A number of interesting presentations and new research studies were presented at the XII World Congress of Psychiatry in Yokohama, Japan. Cognitive behavior therapy (CBT) has been widely used in the treatment of depression and anxiety disorders. There is increasing evidence that some of the techniques may be used in the treatment of bipolar disorder and schizophrenia.[1] Turkington and associates[2] reported on a study using psychiatric nurses to apply these techniques to outpatients with schizophrenia. A total of 257 patients were administered 6 sessions of CBT over the course of 6 months. The results were compared with 165 patients treated with treatment as usual. Patients administered CBT demonstrated increases in insight, as well as decreases in overall symptomatology scores and burden of care measures. Depression decreased significantly as well. The effect at 9 months showed a significant improvement in insight, negative symptoms, and career involvement.

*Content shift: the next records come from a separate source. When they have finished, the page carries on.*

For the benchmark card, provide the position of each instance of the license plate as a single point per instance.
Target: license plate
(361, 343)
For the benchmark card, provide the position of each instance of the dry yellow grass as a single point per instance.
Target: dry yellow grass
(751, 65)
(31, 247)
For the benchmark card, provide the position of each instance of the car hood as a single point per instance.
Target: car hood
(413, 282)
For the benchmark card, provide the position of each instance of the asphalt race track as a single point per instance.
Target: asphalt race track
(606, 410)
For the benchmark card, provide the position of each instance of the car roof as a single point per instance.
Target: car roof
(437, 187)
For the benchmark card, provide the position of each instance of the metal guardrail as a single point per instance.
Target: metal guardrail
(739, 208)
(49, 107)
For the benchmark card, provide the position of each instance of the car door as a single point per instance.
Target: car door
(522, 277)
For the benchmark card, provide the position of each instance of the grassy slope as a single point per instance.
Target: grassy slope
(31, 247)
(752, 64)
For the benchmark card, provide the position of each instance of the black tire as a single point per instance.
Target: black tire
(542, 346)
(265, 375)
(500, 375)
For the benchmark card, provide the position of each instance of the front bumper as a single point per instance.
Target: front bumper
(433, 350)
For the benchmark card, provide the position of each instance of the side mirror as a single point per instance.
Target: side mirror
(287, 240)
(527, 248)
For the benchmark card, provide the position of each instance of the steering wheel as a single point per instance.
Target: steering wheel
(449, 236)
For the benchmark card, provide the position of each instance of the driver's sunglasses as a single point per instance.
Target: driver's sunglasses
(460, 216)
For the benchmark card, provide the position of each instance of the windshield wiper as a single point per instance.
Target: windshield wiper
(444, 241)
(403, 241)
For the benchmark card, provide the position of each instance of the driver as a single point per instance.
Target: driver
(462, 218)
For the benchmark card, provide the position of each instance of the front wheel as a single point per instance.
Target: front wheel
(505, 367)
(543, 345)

This study therefore gave evidence that brief CBT interventions could be delivered in a cost-effective manner by psychiatric nurses.

Depot Antipsychotics
Long-acting typical injectable medications have been shown to increase compliance rates and thereby decrease rates of hospitalization.[3] Atypical neuroleptics have also been shown to be more clinically effective in decreasing rates of rehospitalization. For example, in a study by Rabinowitz and colleagues,[4] the percent of patients remaining in the community for 24 months was 52% for patients on typical neuroleptics, 67% who were treated with risperidone, and 69% treated with olanzapine. Yet, the lack of availability of a long-acting atypical neuroleptic has forced clinicians to choose between typical depot medications with a generally higher side effect burden and atypical oral neuroleptics. Long-acting injectable risperidone has recently been developed, which should help to resolve this clinical dilemma. In a study by Remington and colleagues,[5] patients with schizophrenia or schizoaffective disorder were administered 25 or 50 mg of long-acting risperidone every 2 weeks in an open-label study. A total of 397 patients were included in the study. Partial hospitalization rates decreased from 7% prior to the study to 3% at the end of the study. Outpatient visits also decreased significantly. Thus, long-acting injectable atypical neuroleptics will be a significant addition to the pharmacopoeia in the treatment of chronic psychotic conditions.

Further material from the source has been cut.